MSc Brosset Agnès

30000 €

The effect of ozone on volatile interactions between neighbouring plants and insects

Tieteellinen tutkimus / siihen pohjautuva työ | Yksivuotinen

Prof. Haukioja made one of the earliest observation of plant-plant communication with birch trees in Finland. It is now established that plants are able to express anti-herbivore defences in response to chemical cues emitted by neighbouring plants. New research showed that plants could also be able to detect and prime their defences in response to insect-emitted chemical cues. The ability of plants to detect those insect-emitted cues opens a new research direction that we aim to investigate.
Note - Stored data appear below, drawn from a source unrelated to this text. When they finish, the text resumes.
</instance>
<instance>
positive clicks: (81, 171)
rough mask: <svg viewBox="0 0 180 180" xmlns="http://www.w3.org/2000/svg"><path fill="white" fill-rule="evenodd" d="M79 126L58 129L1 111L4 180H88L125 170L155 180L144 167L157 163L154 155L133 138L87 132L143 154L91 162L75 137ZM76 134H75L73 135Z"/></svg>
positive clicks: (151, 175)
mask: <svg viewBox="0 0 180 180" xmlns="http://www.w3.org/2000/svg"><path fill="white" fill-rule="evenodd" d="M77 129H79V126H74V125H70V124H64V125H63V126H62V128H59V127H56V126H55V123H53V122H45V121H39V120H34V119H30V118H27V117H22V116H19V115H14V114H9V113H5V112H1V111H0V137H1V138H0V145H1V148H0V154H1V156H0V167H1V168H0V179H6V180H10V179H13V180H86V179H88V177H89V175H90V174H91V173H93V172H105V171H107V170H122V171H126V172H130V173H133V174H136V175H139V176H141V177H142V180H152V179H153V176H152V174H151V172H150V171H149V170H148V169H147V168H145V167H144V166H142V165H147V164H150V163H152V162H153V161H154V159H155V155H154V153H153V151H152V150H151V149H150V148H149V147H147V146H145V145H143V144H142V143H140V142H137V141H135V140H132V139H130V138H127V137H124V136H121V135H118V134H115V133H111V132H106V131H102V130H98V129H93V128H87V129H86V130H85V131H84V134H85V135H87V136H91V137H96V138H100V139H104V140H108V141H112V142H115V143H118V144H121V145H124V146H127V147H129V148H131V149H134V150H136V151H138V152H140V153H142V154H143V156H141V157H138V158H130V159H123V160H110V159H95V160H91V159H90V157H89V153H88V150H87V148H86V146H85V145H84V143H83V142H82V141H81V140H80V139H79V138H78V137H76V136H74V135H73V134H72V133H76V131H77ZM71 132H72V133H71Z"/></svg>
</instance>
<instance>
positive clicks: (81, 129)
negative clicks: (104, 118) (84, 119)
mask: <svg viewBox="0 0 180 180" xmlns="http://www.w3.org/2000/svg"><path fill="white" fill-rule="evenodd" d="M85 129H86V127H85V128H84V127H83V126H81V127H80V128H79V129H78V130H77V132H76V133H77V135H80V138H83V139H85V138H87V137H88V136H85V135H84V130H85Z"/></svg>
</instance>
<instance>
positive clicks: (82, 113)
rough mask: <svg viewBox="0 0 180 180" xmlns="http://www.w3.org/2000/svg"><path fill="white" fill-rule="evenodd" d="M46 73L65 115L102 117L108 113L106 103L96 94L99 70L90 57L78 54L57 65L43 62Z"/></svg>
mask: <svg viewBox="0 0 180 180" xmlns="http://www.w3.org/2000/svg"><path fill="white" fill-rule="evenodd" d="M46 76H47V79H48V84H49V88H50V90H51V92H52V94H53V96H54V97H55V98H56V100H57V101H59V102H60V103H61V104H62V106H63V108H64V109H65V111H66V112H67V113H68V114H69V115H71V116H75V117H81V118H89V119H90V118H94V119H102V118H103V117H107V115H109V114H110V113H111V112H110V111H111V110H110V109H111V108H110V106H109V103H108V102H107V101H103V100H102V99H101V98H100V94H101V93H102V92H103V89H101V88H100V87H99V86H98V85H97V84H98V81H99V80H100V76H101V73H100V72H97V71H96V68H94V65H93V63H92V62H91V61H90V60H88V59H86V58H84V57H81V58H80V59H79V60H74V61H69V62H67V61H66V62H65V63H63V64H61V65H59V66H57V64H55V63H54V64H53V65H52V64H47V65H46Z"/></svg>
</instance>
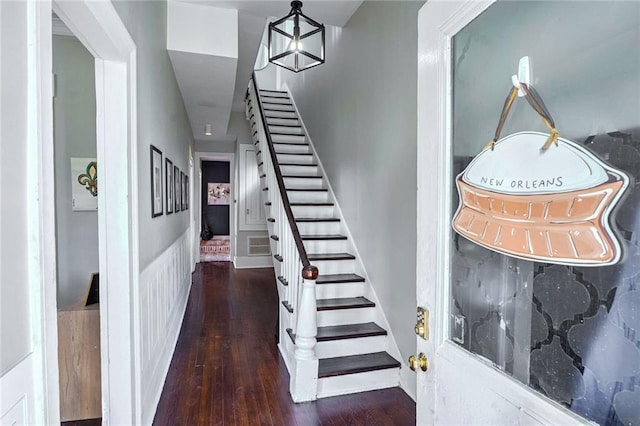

Moreover, since the pre-industrial times, human activities have contributed to the augmentation of greenhouse gases and toxic pollutants in the troposphere. In the northern hemisphere, tropospheric ozone (O3) has increased by 50%. However, at elevated concentrations O3 affects seriously living organisms. The objective of the project is to determine if plant can perceive insect-emitted chemical cues and understand the mechanisms by which O3-polluted air disturb volatile-mediated plant-insect interactions. At the UEF, and in collaboration with Prof. Maffei from the University of Turin, we first investigate defensive responses of Brassica nigra plants after their exposition to the sex pheromone of Plutella xylostella moth, at physiological and transcriptomic levels. In a second time, the work examine how O3-polluted disrupt the chemical signals between insects and plants by using techniques from chemical ecology such as volatiles collection by dynamic headspace sampling, and olfactory tests.